Dave, Any idea when this fix will be implemented in an official kernel? More important; is this issue and imortant on or should i just ignore the error untill a new kernel with this fix is available? Ronald
That's up to the RHEL3 kernel maintainer, but my presumption is that it will be in RHEL3-U6. At this point in time, the question is whether it's going to be considered for a RHEL3-U5 re-spin, but again, that's not my call to make. It's a problem having to do with improper up-by-one reference counts on the files and their containing directories in /etc/audit/filesets.conf. The contents of those files should not be compromised by this bug.

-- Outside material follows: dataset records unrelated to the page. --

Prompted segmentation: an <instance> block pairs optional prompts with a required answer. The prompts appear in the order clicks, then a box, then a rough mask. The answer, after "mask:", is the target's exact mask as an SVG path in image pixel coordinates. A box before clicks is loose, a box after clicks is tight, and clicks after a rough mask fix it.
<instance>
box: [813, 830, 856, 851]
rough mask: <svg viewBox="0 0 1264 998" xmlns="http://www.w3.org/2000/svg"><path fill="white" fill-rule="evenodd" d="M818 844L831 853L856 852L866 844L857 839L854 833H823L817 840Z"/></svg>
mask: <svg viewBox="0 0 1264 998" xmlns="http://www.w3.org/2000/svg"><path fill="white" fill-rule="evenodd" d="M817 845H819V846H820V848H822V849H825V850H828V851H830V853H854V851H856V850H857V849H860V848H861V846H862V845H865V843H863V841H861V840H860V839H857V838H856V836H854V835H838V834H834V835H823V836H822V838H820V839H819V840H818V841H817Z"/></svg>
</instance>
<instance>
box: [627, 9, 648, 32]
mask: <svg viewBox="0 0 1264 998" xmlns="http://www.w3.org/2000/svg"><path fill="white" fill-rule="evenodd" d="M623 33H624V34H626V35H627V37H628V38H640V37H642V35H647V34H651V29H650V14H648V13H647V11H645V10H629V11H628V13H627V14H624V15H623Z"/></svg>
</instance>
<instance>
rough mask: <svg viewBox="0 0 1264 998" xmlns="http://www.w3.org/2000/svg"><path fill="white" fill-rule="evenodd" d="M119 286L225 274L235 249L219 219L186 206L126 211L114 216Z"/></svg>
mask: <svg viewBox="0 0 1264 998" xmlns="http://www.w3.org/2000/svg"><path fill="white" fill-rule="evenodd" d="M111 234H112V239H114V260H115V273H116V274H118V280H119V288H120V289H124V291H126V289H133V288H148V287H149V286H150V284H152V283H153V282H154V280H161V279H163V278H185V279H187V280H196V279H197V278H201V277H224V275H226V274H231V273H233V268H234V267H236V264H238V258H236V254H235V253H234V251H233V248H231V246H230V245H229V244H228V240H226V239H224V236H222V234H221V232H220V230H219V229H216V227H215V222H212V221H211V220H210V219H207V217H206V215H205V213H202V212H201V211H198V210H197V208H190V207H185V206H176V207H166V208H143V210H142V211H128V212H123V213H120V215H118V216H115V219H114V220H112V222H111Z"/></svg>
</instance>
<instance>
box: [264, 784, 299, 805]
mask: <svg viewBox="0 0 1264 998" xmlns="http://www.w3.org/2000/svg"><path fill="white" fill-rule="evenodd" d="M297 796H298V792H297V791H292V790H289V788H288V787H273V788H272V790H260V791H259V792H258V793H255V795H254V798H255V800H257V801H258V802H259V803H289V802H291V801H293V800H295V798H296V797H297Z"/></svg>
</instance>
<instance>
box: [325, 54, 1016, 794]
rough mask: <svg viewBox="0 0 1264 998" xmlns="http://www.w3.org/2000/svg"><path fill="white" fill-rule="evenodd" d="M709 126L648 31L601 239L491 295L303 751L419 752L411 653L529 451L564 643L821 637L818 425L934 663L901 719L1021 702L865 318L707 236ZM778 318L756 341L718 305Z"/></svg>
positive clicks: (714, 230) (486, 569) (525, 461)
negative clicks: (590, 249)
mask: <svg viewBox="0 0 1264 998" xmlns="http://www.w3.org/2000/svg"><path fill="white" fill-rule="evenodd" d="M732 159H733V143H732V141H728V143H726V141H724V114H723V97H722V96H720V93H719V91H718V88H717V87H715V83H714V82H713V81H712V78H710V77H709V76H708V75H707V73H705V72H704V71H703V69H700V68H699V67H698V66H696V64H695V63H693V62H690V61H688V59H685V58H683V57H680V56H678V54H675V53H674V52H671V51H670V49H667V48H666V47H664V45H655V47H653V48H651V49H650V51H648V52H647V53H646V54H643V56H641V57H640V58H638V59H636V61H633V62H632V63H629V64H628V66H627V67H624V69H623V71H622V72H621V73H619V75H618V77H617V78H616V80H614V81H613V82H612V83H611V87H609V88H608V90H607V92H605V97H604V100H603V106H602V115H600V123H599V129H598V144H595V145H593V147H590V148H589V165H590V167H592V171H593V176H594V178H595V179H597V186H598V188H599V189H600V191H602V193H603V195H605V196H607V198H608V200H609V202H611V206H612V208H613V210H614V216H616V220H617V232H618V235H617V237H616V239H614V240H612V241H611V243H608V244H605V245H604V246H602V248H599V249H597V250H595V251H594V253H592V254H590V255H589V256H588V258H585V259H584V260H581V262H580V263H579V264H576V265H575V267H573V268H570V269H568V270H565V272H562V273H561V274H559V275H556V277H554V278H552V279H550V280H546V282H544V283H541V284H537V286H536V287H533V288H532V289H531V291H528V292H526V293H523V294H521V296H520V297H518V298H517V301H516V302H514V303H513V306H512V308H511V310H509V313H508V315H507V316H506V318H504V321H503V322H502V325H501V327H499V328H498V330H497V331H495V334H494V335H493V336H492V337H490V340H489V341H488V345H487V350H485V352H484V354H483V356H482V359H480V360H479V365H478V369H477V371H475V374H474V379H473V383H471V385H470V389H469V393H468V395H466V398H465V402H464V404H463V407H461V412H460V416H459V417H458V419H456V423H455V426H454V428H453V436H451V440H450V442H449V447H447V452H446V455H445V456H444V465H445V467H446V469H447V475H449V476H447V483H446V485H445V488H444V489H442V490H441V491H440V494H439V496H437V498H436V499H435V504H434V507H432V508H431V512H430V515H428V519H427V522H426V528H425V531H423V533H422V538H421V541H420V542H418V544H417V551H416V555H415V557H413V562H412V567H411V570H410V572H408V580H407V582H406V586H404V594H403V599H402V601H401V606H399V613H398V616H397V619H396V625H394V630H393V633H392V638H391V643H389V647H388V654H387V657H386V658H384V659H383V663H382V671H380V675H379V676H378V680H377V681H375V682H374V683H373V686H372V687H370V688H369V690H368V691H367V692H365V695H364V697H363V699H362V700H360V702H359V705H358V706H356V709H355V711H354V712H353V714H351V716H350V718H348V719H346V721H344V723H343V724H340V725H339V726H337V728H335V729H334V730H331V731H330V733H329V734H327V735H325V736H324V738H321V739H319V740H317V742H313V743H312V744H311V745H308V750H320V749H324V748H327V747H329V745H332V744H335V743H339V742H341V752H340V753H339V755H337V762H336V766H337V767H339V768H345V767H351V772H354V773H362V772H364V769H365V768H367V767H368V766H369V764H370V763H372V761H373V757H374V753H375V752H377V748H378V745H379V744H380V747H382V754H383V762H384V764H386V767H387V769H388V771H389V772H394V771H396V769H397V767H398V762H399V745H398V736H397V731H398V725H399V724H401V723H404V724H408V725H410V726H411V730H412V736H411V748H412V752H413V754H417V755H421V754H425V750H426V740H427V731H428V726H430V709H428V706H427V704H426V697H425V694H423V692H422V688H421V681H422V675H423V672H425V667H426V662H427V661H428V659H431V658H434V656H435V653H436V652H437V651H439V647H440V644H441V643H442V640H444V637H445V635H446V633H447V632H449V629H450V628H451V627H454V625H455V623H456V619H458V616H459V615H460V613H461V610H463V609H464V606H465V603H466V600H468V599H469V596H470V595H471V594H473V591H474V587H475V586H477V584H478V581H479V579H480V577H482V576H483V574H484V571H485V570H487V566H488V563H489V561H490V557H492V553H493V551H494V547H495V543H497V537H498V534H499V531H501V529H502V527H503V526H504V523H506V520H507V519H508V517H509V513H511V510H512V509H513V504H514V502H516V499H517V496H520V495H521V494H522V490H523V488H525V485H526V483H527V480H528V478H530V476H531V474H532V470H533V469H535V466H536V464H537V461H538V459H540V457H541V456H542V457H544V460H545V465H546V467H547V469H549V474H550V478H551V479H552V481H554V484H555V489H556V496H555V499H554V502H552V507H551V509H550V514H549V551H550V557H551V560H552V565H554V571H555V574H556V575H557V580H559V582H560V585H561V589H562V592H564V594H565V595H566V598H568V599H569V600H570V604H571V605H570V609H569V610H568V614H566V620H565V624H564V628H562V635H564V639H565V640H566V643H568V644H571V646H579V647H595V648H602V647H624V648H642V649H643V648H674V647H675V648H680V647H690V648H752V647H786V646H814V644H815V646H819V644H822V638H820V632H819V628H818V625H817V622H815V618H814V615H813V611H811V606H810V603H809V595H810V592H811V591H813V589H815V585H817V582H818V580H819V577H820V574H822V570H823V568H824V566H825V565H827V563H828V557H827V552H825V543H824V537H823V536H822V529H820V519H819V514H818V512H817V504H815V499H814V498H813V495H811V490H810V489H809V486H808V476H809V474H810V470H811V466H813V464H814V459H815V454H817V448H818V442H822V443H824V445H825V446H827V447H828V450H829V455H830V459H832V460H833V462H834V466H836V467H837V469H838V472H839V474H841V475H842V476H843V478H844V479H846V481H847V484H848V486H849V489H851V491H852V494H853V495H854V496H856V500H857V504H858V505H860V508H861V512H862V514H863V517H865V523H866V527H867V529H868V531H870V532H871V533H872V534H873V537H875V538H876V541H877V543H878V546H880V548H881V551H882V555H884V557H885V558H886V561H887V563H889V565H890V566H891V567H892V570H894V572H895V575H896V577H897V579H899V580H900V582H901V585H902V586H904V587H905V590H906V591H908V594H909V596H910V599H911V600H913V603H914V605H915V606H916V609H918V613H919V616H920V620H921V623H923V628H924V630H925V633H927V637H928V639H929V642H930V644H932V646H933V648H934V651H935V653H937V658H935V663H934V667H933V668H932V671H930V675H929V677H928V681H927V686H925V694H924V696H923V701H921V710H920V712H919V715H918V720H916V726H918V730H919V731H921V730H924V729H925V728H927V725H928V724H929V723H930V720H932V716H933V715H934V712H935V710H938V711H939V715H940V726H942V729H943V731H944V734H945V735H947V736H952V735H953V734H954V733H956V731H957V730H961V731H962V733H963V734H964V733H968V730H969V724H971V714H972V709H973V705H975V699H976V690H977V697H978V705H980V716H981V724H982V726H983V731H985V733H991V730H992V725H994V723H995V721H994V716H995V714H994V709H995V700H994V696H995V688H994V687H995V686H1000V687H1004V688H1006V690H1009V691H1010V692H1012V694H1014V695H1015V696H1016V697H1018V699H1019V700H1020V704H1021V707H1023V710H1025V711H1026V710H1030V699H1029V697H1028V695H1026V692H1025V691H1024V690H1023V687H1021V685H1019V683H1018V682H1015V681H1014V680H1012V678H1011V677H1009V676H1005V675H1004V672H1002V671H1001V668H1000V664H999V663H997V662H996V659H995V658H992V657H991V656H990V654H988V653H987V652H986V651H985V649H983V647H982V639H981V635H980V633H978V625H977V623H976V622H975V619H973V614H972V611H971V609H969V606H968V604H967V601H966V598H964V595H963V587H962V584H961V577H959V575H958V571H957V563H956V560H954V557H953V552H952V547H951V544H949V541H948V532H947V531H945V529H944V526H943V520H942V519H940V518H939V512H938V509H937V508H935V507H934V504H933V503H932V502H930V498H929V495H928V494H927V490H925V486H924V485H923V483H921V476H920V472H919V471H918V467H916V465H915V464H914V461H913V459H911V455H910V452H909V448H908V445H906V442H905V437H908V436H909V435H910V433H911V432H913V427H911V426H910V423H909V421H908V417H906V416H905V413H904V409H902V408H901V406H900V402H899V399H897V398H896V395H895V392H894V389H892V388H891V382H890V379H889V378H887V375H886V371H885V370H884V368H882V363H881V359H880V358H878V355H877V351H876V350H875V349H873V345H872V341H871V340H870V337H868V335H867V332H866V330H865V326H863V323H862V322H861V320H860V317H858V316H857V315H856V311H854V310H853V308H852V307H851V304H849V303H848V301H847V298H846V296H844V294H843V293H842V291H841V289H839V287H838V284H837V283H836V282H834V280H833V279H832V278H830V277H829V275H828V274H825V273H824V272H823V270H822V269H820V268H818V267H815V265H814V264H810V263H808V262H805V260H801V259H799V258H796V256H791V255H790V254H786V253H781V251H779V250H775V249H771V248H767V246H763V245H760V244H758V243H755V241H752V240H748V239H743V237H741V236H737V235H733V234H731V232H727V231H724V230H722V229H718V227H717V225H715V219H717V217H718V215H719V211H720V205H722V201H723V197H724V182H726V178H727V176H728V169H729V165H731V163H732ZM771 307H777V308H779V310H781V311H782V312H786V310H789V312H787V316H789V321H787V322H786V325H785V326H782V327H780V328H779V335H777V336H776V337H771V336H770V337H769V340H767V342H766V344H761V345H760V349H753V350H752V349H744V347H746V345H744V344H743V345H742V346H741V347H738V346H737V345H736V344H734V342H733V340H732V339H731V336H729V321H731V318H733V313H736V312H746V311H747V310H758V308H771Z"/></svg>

Dave's fix will not be considered for a U5 respin, but it is on track for inclusion within the first couple of U6 builds.
A fix for this problem has just been committed to the RHEL3 U6 patch pool this evening (in kernel version 2.4.21-32.2.EL).
Super, thx. Ronald
>Dave, > >Any idea when this fix will be implemented in an official kernel? > >More important; is this issue and imortant on or should i just ignore the error >untill a new kernel with this fix is available? > >Ronald I am using an Intel server with built-in RAID 1 capacity to run 2x400G NCQ SATA harddisk. The provided RHAS3.0U3 driver doesn't allow me to update to U6 kernel!! Shoud I just ignore the error and wait for the intel update driver? I am so worry about the both /var and /var/spool partitions which contain important mails. Patrick
> I am using an Intel server with built-in RAID 1 capacity to run 2x400G NCQ SATA > harddisk. > The provided RHAS3.0U3 driver doesn't allow me to update to U6 kernel!! > Shoud I just ignore the error and wait for the intel update driver? This question is outside the scope of this bugzilla. Please work with your support contact for resolution of that particular problem. As I mentioned above in comment #34, the problem has to do with improper up-by-one reference counts on the files and their containing directories in /etc/audit/filesets.conf. But the contents of those files should not be compromised by this bug.
U6 is still under development. (It has not yet been released.)
ok, so I just stop using audit daemon will be fine. thanks PT
*** Bug 142960 has been marked as a duplicate of this bug. ***
To test this issue, simply run the system with LAuS and cron enabled . 1. Ensure LAuS is enabled (it is not by default): # chkconfig --level=2345 auditd on; chkconfig --level=016 auditd off 2. To speed things up, create a minute-ly cron job: # echo '* * * * * /bin/date>/dev/null' > /var/spool/cron/root 3. # reboot When the rebooted system has been up more than two minutes, audit log records will have been generated by cron. Now, to test: # halt system should shutdown cleanly with no messages like: ' Unmounting filesystems: umount2: Device or resource busy umount: /var: device is busy '
An advisory has been issued which should help the problem described in this bug report. This report is therefore being closed with a resolution of ERRATA. For more information on the solution and/or where to find the updated files, please follow the link below. You may reopen this bug report if the solution does not work for you. http://rhn.redhat.com/errata/RHSA-2005-663.html
We run kernel-2.4.21-37.0.1.EL, and kernel-smp-2.4.21-37.0.1.EL with the auditd turned off. We didn't see the error with stock U6 kernel, but now see it again with the latest security fix kernel!
Re: comment #56 Could you please confirm that the bug persists even with the latest updates? Thanks.
The bug reported here has been fixed in RHEL3 U8 (kernel version 2.4.21-47.EL). If you still encounter a problem with U8, please enter a new bugzilla report.